Join the table with incremental data of the same table


I am trying to implement a logic in Redshift Spectrum where my original table looks like below:

Records in the student table:

1 || student1 || Boston   || 2019-01-01  
2 || student2 || New York || 2019-02-01
3 || student3 || Chicago  || 2019-03-01 
1 || student1 || Dallas   || 2019-03-01

Records in the incremental table studentinc looks like below:

1 || student1 || SFO       || 2019-04-01
4 || student4 || Detroit   || 2019-04-01

By joining both student and studentinc tables, I am trying to get the latest set of records which should look like below:

2 || student2 || New York  || 2019-02-01
3 || student3 || Chicago   || 2019-03-01
1 || student1 || SFO       || 2019-04-01
4 || student4 || Detroit   || 2019-04-01

I have got this solution by doing UNION of both student and studentinc, then querying the result of union based on max(modified_ts).

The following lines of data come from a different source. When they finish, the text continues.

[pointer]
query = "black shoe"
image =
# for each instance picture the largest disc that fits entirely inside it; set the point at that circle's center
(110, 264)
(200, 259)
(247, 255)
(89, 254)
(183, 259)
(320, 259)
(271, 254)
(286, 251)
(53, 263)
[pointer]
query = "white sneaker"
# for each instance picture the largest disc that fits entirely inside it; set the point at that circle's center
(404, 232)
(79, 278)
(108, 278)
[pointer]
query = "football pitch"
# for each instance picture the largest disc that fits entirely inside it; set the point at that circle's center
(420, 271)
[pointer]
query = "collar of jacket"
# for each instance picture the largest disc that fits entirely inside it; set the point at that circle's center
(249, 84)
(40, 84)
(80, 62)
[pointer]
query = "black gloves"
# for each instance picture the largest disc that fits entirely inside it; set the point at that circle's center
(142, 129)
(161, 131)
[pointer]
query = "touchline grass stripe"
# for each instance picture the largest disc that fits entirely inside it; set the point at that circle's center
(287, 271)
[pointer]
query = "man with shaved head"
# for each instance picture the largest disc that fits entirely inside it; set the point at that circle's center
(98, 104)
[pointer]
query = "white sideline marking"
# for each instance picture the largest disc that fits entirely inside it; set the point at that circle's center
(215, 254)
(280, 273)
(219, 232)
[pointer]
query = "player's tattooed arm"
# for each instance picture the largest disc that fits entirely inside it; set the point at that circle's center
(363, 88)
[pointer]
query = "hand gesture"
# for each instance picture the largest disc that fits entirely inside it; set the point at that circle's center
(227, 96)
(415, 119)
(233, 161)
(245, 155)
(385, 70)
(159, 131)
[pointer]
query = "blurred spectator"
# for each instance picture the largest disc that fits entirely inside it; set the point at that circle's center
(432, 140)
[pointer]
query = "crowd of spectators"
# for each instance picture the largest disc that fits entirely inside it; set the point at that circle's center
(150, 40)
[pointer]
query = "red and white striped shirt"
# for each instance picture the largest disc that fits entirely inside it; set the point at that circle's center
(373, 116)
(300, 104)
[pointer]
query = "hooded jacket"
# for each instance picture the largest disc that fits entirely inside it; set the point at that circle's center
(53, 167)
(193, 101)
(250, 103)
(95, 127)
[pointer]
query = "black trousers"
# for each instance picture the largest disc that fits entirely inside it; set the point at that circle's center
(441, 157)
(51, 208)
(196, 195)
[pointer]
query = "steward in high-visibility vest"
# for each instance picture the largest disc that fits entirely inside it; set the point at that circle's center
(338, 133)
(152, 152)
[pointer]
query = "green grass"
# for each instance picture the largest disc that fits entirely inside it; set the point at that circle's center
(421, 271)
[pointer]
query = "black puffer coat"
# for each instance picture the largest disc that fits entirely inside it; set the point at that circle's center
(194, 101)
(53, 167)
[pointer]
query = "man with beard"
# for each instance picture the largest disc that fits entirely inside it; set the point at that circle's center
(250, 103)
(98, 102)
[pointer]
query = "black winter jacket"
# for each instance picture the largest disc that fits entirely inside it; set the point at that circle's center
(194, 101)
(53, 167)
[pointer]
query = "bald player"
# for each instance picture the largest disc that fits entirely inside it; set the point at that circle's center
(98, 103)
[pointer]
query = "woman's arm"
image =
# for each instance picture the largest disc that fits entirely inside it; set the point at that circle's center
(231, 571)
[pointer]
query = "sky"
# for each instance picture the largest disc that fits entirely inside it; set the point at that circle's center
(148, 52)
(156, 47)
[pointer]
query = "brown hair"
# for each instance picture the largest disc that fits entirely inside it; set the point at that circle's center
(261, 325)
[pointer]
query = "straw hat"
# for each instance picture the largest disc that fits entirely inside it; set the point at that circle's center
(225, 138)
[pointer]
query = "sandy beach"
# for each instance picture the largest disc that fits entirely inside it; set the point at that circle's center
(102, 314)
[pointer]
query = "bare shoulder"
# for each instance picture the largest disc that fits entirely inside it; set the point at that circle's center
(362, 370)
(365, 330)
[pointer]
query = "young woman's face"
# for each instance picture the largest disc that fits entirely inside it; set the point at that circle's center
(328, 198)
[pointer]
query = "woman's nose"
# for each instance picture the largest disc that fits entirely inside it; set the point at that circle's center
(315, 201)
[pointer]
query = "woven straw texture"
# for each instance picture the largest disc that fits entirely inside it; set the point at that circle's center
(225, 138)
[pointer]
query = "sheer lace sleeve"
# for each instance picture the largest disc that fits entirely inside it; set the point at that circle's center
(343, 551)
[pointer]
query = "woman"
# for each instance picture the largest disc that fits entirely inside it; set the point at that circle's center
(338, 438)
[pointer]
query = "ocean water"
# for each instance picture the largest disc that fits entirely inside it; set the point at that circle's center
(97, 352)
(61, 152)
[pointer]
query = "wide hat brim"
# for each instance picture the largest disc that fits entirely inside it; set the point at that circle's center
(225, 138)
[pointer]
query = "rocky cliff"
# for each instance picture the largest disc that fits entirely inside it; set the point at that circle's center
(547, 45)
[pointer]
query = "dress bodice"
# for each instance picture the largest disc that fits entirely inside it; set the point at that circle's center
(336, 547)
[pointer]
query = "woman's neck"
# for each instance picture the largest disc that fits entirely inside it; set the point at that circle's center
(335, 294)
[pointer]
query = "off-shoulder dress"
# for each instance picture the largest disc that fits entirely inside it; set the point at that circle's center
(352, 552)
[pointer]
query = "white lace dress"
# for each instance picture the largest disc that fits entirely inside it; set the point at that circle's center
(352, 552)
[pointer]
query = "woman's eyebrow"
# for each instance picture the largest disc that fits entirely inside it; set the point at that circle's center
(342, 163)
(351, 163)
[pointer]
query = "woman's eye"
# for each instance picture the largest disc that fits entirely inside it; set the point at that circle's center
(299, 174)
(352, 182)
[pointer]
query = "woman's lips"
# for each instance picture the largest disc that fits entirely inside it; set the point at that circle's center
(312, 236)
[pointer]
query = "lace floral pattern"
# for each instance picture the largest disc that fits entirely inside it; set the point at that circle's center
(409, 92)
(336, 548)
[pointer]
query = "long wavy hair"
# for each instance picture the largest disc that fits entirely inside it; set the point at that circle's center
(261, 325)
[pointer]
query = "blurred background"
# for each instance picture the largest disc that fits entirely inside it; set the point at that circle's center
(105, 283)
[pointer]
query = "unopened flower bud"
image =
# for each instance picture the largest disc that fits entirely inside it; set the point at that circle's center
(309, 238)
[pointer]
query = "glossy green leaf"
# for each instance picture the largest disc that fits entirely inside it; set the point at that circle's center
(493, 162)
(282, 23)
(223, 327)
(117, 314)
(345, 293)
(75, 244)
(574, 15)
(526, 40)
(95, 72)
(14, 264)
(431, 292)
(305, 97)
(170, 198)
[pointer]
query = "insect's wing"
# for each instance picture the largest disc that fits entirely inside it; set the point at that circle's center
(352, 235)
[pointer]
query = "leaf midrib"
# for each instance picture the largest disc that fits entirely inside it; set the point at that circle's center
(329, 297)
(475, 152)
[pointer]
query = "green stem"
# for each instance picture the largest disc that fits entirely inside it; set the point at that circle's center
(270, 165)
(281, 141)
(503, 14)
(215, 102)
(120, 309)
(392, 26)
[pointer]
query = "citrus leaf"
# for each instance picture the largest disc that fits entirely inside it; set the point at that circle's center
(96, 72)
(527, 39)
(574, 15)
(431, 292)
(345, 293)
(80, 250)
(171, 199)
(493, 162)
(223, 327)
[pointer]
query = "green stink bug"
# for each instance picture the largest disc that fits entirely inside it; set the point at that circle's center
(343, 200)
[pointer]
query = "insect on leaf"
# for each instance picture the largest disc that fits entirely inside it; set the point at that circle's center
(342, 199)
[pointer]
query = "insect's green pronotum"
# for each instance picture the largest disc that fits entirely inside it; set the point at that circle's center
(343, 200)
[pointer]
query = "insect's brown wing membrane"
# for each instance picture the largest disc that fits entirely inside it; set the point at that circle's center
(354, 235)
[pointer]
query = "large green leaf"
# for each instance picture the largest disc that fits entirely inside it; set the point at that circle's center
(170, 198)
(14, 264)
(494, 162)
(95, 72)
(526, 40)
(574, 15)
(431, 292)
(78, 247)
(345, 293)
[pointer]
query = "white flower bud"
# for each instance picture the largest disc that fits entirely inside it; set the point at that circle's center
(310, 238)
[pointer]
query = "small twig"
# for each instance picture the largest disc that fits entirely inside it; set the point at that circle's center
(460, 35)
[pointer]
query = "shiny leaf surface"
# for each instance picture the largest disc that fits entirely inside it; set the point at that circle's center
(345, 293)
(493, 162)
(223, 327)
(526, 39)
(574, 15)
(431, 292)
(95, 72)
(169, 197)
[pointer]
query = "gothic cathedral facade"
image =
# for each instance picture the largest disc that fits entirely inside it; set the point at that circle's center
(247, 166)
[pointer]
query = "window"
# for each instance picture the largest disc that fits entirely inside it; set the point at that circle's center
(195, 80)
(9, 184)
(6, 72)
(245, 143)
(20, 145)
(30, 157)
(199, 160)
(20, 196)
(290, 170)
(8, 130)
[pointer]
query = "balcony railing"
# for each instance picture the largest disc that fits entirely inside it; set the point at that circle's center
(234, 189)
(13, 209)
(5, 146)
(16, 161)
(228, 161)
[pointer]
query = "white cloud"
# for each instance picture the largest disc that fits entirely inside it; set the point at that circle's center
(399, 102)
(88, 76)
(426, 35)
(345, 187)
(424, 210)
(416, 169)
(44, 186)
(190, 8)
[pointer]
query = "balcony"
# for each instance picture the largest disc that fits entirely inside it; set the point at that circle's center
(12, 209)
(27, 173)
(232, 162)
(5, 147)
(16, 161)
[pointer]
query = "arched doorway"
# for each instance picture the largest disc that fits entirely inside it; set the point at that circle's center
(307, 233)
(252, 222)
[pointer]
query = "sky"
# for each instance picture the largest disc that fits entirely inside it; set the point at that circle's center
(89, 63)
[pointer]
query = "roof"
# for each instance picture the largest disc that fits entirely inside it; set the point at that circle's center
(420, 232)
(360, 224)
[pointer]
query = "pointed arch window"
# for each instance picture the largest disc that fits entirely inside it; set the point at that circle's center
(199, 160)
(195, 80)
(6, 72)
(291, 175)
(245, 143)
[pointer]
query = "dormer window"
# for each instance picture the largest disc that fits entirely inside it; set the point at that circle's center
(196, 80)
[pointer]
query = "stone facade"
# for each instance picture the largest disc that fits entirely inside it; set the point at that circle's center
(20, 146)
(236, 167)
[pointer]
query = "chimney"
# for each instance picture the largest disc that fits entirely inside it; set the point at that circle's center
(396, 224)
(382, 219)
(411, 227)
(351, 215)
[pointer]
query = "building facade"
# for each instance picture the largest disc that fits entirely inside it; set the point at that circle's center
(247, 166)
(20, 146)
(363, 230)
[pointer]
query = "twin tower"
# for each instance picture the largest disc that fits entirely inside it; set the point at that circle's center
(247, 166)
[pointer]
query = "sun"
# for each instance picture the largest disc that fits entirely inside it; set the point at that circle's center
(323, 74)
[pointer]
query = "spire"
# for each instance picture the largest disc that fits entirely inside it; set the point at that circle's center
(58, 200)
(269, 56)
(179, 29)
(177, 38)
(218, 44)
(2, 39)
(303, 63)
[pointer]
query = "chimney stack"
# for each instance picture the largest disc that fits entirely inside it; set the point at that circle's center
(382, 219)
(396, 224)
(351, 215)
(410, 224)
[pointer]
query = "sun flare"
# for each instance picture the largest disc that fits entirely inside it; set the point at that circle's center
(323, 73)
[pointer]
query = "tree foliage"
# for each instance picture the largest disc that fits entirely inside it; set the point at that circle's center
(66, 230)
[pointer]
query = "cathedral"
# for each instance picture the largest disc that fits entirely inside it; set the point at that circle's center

However, this solution isn't good for huge tables, is there a better solution which works by joining both the tables?


Solution

  • I would recommend window functions:

    select s.*
    from (select s.*,
                 row_number() over (partition by studentid order by date desc) as seqnum
          from ((select s.* from student
                ) union all
                (select i.* from incremental
                 from incremental
                )
               ) s
         ) s
    where seqnum = 1;
    

    Note: The union all requires that the columns be exactly the same and in the same order. You may need to list out the columns if they are not the same.